Approaching Business Technology With The Right Mindset

As remote workers and hybrid offices become more popular, workplace technologies are essential to keep teams and businesses connected.

While technology has been instrumental in business for a few decades, the past few years have seen an increased reliance on software and connectivity platforms.

A recent article by the World Economic Forum highlights the importance of workplace technology and how implementing it can make a world of difference.

“From the “Great Resignation” to “Quiet Quitting”, the tight job market has strengthened worker power and created a lively public debate about job quality. Now, workers want a voice when their employers adopt new workplace technologies. Employers who force technology on employees without considering unintended consequences are likely to create an unhappy workforce. Workers will embrace new technologies if they are consulted on how technology could make their jobs easier.

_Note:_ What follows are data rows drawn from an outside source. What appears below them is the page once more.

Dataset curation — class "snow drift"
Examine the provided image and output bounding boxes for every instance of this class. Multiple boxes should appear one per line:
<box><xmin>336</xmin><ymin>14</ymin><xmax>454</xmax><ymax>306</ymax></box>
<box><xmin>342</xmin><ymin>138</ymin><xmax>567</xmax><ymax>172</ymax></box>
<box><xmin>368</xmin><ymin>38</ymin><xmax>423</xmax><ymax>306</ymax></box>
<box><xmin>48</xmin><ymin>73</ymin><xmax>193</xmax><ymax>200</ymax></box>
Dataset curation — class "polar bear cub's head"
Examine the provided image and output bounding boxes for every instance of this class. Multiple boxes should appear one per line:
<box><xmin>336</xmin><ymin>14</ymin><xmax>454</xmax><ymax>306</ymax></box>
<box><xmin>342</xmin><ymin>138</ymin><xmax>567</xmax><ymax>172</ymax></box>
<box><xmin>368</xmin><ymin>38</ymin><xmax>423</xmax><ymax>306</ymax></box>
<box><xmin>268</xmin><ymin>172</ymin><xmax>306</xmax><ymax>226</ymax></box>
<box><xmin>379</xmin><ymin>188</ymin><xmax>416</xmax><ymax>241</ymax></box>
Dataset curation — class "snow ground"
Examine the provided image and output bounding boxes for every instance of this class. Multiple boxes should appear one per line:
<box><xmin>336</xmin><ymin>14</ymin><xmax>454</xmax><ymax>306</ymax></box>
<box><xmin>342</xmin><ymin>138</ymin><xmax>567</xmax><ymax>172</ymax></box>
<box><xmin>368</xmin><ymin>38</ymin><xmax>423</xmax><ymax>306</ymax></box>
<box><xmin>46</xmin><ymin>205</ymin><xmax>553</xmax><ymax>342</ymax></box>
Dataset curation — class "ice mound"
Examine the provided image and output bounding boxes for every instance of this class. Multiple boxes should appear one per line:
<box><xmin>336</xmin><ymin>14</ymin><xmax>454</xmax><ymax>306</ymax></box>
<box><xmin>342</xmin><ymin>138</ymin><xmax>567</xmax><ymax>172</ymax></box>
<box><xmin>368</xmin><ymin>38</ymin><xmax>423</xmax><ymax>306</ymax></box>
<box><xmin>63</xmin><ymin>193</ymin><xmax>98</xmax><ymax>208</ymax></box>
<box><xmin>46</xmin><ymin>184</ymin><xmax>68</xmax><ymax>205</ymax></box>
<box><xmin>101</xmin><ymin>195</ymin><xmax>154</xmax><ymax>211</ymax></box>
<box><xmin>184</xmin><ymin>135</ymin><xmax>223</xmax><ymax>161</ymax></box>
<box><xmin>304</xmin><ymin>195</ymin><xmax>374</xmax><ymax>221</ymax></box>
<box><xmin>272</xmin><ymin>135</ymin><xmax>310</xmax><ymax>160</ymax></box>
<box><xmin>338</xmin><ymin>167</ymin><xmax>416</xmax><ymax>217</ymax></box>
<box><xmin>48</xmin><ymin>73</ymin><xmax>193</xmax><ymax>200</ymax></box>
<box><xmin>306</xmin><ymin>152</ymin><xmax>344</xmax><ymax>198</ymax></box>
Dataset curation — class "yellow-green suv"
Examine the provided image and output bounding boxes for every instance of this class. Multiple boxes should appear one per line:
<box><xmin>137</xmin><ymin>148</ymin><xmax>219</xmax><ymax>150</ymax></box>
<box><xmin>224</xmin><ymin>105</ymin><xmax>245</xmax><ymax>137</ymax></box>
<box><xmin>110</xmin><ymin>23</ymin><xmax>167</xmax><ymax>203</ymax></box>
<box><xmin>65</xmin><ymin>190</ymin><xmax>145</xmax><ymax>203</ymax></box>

At its worst, workplace technology that enables algorithmic management, automated scheduling, or employee surveillance has made jobs more stressful and dangerous in warehouses, call centers and trucking. Worker advocates have responded by calling such tools an attack on worker privacy, autonomy, and civil liberties. A recent survey showed that half of US tech workers would quit if their employers used monitoring tools. This is bad news given that another survey showed that 60-70% of large employers want to implement monitoring technologies over the next three years.

At its best, workplace technology frees up employees for creative tasks, improves productivity, enables flexible work, and saves companies money. There are two emerging strategies worth watching that can make workplace technologies beneficial for employers and employees. These are collaborations with labor unions, and the public interest technology technique known as co-design.

Collaborative practices need significant investments of time and resources. Some employers may be willing to accept the bad press and quit rates, but smart employers will see there are long-term benefits to involving workers when adopting workplace technologies.”

Read the rest of this article here. 

The important message here is that businesses should be consulting frequently with their employees to see how effective their technology is.

While the C suite of any given company has a lot of responsibilities, they are also responsible for ensuring that their employees are able to do their jobs well and without any technical problems.

With this open mindset and frequent communication, businesses can improve their technology and the effectiveness of their employees simultaneously.

Focusing on productivity, accessibility, ease of use, and safety is essential for workplace technology, and for technology usage in general.